Large Language Models in Gas Trading: A Hands-On Use Case

Sep 19, 2024

Wondering how to leverage AI to filter news for commodity trading? What if you have an idea what news might be relevant for you, but do not have them neatly packed in a dataset? What if data is too sensitive to send to ChatGPT? These were some of the issues we encountered, below we share our experience in solving them.

The Use Case

Our client is in the gas trading business in Europe, which can be significantly affected by sudden events happening worldwide. While the client’s traders monitor news in their day-to-day operations, this was never done in a time-efficient and structured way. Traders searched news individually from various websites and shared and discussed it in a Microsoft(MS) Teams channel.

Our Role

The client wanted to see if a better way was possible. They contacted a news data provider and negotiated a trial period of 3 months with full access to historical and live news reports. We were tasked with creating a Proof-of-Concept system that is fully operational from end to end, which:

– Fetched data from the data provider’s website

-Used an AI (Artificial Intelligence) to filter the incoming news, allowing only those that are relevant for our client and estimated a potential “impact”.

-Sent the filtered news to an MSTeams channel

An example of the desired output is below (Figure 1.)

Figure 1.

Lastly, the client wanted to do a weeklong live test with the system working and the traders being able to monitor the channel. Therefore, everything had to be ready at the very least a week before the 3-month trial expiration. We were short on time.

What Is Relevant?

Setting up a system that fetches from an API endpoint (the data provider’s) and sends it to an MSTeams Channel was a straightforward task without much data science involved. The most glaring issue was the question of what is “relevant”?

We started by using the historical news reports that we had access to. We filtered based on energy-related topics[1] and got a dataset of 1.2 million reports over 2 years. From this dataset, we pulled 1000 random news reports.

We then gave the news reports to 2 members of our client’s gas trading team and asked them to label what they think is “relevant” for them. It was key that they did this independently from each other so that we could gauge how much “relevant” differs from person to person. As expected, it turned out – a lot. They agreed ~50% of the time. Overall, each labeled around 50 articles (5%) as relevant, but those where both agreed were only 25. At this point, we decided to define as “relevant” what at least one had picked as such, or around 75 articles. With this, we were aiming to send to the MSTeams Channel every report that someone would find relevant, rather than those that all would find relevant[2].

The Methods

We had a dataset. However, for Machine Learning, 1000 samples are rather too few. Additionally, there was a “class imbalance” – the relevant ones were only 75, compared to 925 irrelevant ones. Having both a small sample and class imbalance complicates traditional Natural Language Processing methods like BERT[3]. Furthermore, we suspected that 1000 samples from 1.2 million might not catch enough of the richness of information within those reports. We needed something “smarter”.

This is where Large Language Models (e.g. ChatGPT) would come in. Apart from other useful applications, they excel at “few-shot learning”, meaning that an AI model can perform a task after seeing only a few examples. While “few” could mean as few as two or three, we had 75 (and 925 irrelevant). This was enough to give the AI as examples and to have some left to see how it will perform on those it has not seen – usually referred to as “train/test split”.

The Infrastructure

While ChatGPT is state-of-the-art in LLMs, we encountered a serious problem when the data provider prohibited the use of third-party API endpoints. This meant that ChatGPT, Google Gemini, and all other LLMs were out of the question. The solution was to deploy and host an open-source LLM ourselves. After looking at open-source LLM leaderboards, Mixtral 8x7b[4] looked like an appealing choice. It was roughly equivalent to ChatGPT 3.5, which is less powerful than the top OpenAI model 4, but still a solid choice.

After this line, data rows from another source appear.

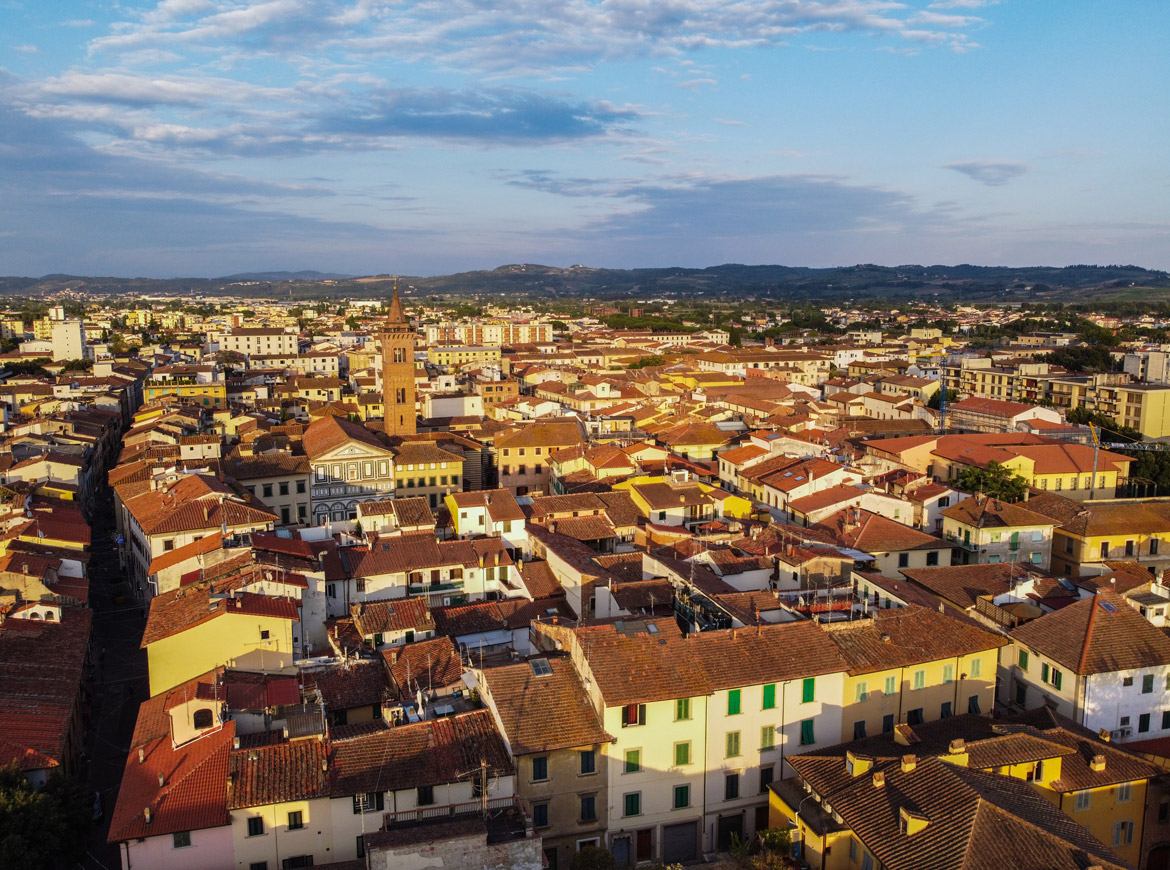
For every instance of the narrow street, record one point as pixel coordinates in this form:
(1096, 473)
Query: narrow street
(118, 683)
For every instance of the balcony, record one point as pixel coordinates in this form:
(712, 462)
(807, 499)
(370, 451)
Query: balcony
(506, 817)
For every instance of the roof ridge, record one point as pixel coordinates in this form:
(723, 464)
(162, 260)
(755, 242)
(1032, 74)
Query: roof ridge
(1088, 635)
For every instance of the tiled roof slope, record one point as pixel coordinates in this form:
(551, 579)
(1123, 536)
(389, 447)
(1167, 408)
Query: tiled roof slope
(1096, 635)
(543, 712)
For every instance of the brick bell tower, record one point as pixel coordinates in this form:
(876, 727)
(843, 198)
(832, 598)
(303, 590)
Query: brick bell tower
(398, 371)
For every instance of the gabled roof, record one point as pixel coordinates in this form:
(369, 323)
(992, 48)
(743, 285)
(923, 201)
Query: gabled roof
(975, 820)
(543, 711)
(908, 636)
(1100, 634)
(329, 433)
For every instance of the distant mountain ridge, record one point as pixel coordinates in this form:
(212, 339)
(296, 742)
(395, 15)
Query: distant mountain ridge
(962, 283)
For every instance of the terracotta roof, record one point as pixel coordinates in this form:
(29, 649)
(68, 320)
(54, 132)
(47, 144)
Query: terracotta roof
(398, 615)
(974, 819)
(193, 792)
(637, 662)
(275, 774)
(190, 607)
(427, 753)
(330, 432)
(906, 636)
(993, 513)
(874, 533)
(1096, 635)
(425, 664)
(544, 711)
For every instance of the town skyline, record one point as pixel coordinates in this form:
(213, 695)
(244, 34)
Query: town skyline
(210, 138)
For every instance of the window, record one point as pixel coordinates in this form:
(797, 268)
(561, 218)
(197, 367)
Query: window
(733, 744)
(1123, 834)
(369, 802)
(766, 738)
(806, 734)
(633, 760)
(633, 715)
(632, 805)
(589, 808)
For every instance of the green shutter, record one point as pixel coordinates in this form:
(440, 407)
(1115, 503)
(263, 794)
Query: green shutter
(734, 702)
(806, 736)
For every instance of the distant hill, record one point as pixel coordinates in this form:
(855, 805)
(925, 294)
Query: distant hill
(303, 275)
(731, 282)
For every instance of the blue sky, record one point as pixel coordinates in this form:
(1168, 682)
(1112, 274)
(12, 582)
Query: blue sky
(207, 137)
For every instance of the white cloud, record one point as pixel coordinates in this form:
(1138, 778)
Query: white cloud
(992, 173)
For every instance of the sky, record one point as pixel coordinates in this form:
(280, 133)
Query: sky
(212, 137)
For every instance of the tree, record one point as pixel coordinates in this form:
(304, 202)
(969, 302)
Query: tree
(995, 481)
(42, 828)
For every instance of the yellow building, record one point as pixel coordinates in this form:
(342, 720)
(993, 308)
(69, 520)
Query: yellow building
(191, 632)
(461, 354)
(213, 395)
(913, 664)
(1089, 534)
(880, 802)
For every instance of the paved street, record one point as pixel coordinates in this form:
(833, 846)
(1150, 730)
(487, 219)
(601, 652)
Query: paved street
(118, 684)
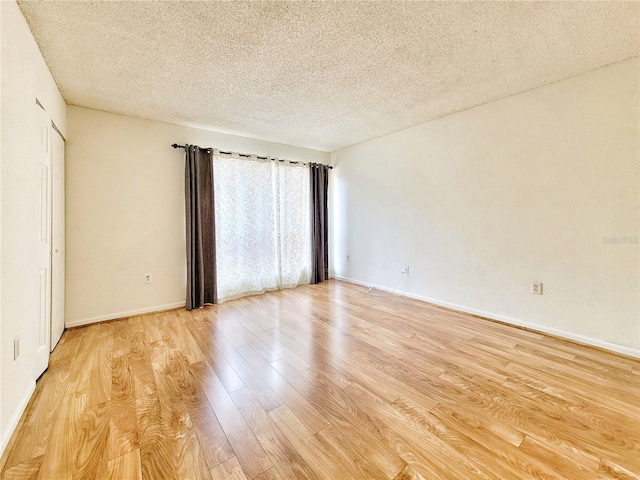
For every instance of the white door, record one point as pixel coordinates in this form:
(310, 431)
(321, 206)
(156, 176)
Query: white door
(44, 250)
(57, 236)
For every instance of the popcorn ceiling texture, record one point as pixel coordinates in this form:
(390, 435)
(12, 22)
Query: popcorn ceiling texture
(322, 75)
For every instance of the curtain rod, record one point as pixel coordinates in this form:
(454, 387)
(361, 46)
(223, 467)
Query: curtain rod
(246, 155)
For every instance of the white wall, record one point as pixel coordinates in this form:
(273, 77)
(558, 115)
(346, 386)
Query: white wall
(125, 210)
(24, 76)
(482, 202)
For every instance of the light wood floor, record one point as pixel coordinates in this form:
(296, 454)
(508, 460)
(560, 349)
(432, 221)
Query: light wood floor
(327, 382)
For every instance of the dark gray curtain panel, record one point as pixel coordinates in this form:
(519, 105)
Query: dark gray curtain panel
(319, 223)
(201, 227)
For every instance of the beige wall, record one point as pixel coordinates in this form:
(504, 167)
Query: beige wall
(24, 77)
(125, 210)
(481, 203)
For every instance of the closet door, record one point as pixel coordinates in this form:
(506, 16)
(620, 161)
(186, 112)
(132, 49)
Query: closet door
(57, 236)
(44, 243)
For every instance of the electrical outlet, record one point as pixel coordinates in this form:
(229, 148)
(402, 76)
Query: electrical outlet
(536, 288)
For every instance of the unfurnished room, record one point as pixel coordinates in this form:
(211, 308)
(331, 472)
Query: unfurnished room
(275, 240)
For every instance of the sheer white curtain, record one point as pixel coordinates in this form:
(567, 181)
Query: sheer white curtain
(262, 225)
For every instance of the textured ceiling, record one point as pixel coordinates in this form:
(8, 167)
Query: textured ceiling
(323, 75)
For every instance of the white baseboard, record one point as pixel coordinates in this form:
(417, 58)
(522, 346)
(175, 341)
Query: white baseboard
(114, 316)
(613, 347)
(15, 418)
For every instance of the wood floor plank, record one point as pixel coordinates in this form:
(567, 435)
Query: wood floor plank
(327, 381)
(248, 450)
(228, 470)
(281, 452)
(59, 460)
(125, 466)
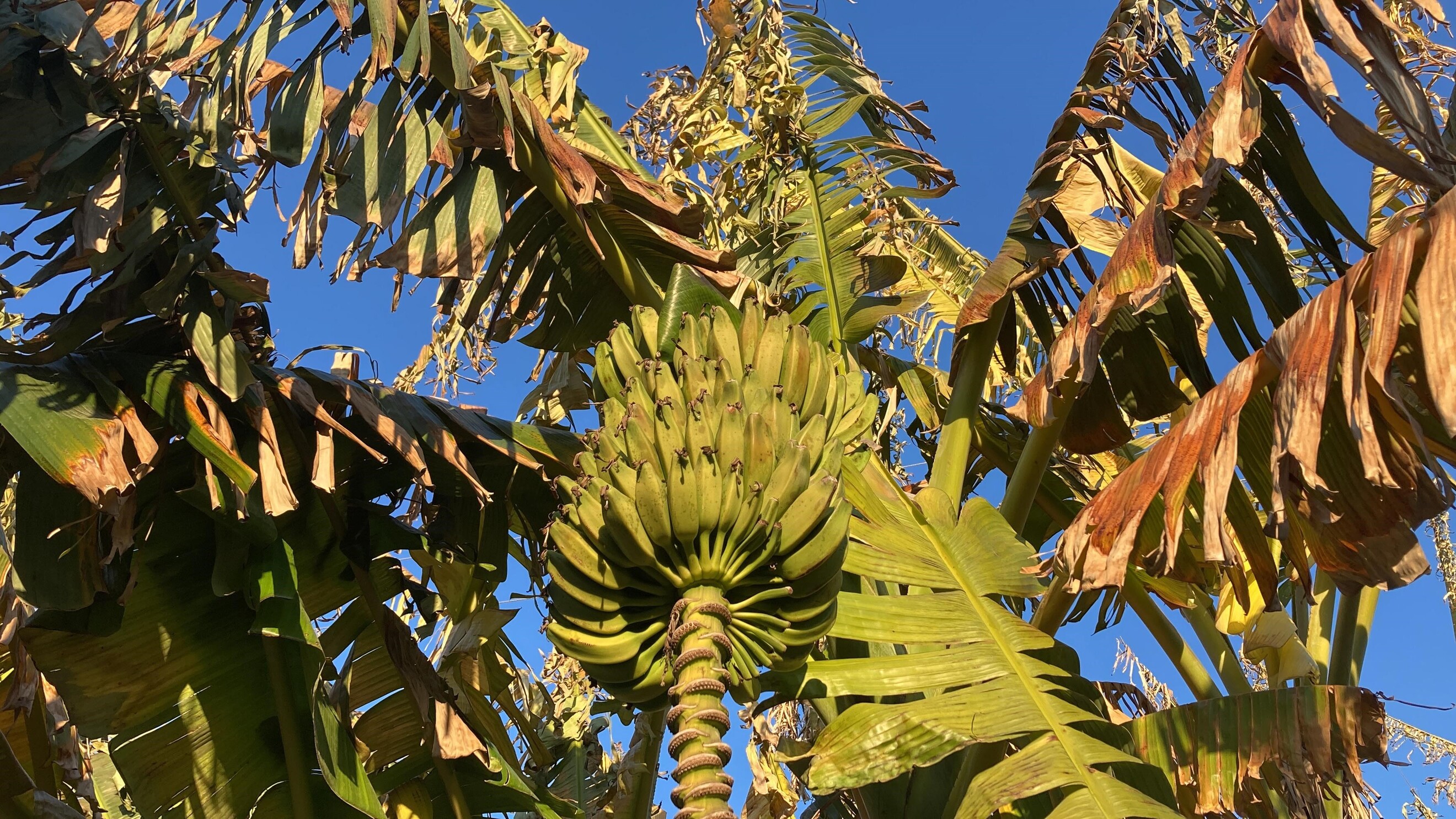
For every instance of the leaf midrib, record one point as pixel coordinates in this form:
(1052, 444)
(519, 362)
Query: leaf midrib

It, however, required 4 A100 Nvidia GPUs with a cost of approximately 24,000 Euros per month[5]. That was not a viable cost for the PoC. The solution was to use a “quantized” version of the Mixtral 8x7b.

Quantization is the process of reducing the floating-point precision (i.e. the size) of the model and thus allowing it to run on weaker infrastructure. It comes at a performance cost, but tests have shown that the performance loss is not linear and there is a “sweet spot” around 6 bits (down from 32), where the model is much smaller with a bearable quality drop. We could deploy[6] the quantized version of Mixtral 8x7b on a comparatively cheap 8 CPU, 52GB RAM, and 1 T4 GPU Azure container with a cost of ~600 Euro per month – a much bearable cost.

Defining the prompt

“Prompt” refers to the text one inputs to a LLM which explains what one wants it to do. “Prompt engineering” is the science (or art) of knowing what to ask an LLM to get the best results.  LLMs are trained on huge datasets, which contain knowledge from various domains. By asking it to act as an expert in some field, the LLM is guided to pay attention to a specific domain it has seen while it was trained.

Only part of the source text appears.